There was the friend who'd first invited me to preach at her Unitarian-Universalist church, who got very worried about my website and said she feared "it would be bad for the church." (My website has had no discernable effect on the church that I know about.) There was the executive director at the agency where I worked in a shelter, who read my page and said only that she didn't want me to link it on the agency's website (which I was paid to design) because my site was "controversial." Evidently she had no worries about me working in the shelter...linking my site on the agency's wouldn't have even occurred to me. Funny what people get concerned about! I honestly think the executive director was ancy that the agency's funding might be jeopardized if we had a "controversial" link on its website. But a vampiric person working in the shelter? Not a problem.

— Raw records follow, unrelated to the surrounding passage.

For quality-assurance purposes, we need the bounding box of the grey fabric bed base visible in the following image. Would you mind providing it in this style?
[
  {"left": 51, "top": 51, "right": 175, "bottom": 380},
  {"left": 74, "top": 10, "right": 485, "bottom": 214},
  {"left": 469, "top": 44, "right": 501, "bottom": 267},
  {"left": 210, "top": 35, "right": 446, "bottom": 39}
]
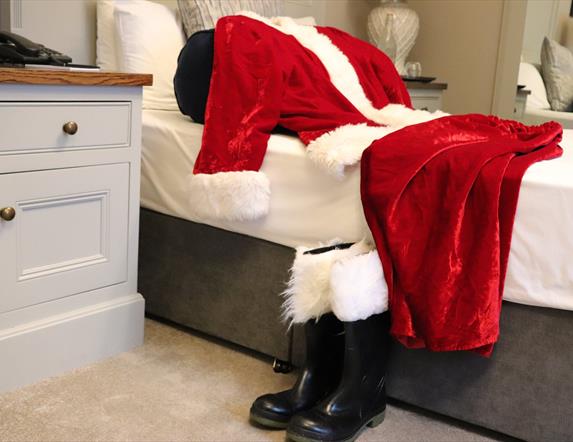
[{"left": 139, "top": 209, "right": 573, "bottom": 441}]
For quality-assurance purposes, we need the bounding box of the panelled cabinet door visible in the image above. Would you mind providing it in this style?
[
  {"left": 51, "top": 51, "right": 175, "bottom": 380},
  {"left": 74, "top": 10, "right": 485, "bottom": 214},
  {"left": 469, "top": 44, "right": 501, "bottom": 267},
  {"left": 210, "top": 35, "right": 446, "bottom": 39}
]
[{"left": 0, "top": 163, "right": 129, "bottom": 312}]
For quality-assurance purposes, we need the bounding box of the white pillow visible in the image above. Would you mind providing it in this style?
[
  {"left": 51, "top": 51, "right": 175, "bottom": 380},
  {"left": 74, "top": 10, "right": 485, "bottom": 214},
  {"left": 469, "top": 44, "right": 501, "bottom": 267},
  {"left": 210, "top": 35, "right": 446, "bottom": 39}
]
[
  {"left": 96, "top": 0, "right": 119, "bottom": 71},
  {"left": 517, "top": 63, "right": 551, "bottom": 109},
  {"left": 114, "top": 0, "right": 185, "bottom": 110}
]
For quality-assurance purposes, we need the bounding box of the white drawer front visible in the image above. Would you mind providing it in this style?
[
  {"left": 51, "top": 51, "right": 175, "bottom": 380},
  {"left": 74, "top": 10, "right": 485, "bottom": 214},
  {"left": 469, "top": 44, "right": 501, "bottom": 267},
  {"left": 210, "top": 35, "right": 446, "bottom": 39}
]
[
  {"left": 0, "top": 102, "right": 131, "bottom": 155},
  {"left": 0, "top": 164, "right": 129, "bottom": 312}
]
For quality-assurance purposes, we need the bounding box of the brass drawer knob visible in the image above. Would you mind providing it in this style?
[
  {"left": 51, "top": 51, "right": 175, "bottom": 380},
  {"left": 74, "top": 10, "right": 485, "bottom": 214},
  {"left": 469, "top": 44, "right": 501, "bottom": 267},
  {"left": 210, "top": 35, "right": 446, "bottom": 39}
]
[
  {"left": 0, "top": 207, "right": 16, "bottom": 221},
  {"left": 63, "top": 121, "right": 78, "bottom": 135}
]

Despite my promises, when I took down the "vampire traits checklists," that I would never create anything like them again--I'm reconsidering. But I'm thinking more about a filtering-and-referral sort of questionaire rather than a "diagnostic" test, and it will be much more sophisticated than the old checklists.
But whatever I come up with (some of which is guaranteed to get me into a lot of trouble, if past history is any gauge...), here's to the next ten years!
By Light Unseen Media Launches Its First Book
August 12, 2007:
I've been very busy getting the first book from By Light Unseen Media launched. No book launch party, alas--no time! I've been mailing out review copies, copies to the Library of Congress (which apparently will be irradiated, for fear of anthrax, or possibly the V-5 Virus), complimentary copies, and review copies.
I'm working on some more interactive content for this site. In the works is a Vampire Self-Assessment Test, among other things. I've been thinking about setting up a forum, but forums seem to get troll-ridden so much of the time. I'd be interested in feedback from readers as to whether a forum would be a good thing. There are a number of large fora operating now, but I'm thinking of one that would be a little less diverse and more tightly focused on vampire-related topics. There's nothing wrong with discussions of psychic development, magic, general news, and so on, but some of the fora end up being spread a bit thin. There's a rule of thumb among internet fora (messageboards and e-lists) that no more than 10% of registered/subscribed users will ever participate at all--90% or more will always be lurkers. Some fora moderators have a policy of deleting lurkers who don't make a substantive post within a certain time frame. I've never checked with any of those moderators to see how that affects the activity in their fora. But it seems to me, especially in the last few years, that the active/lurker ratio is much lower than that in the vampire fora.
BLU~Blooded Blog will be including more news items from the various news filters I have in place, as well as musings of my own.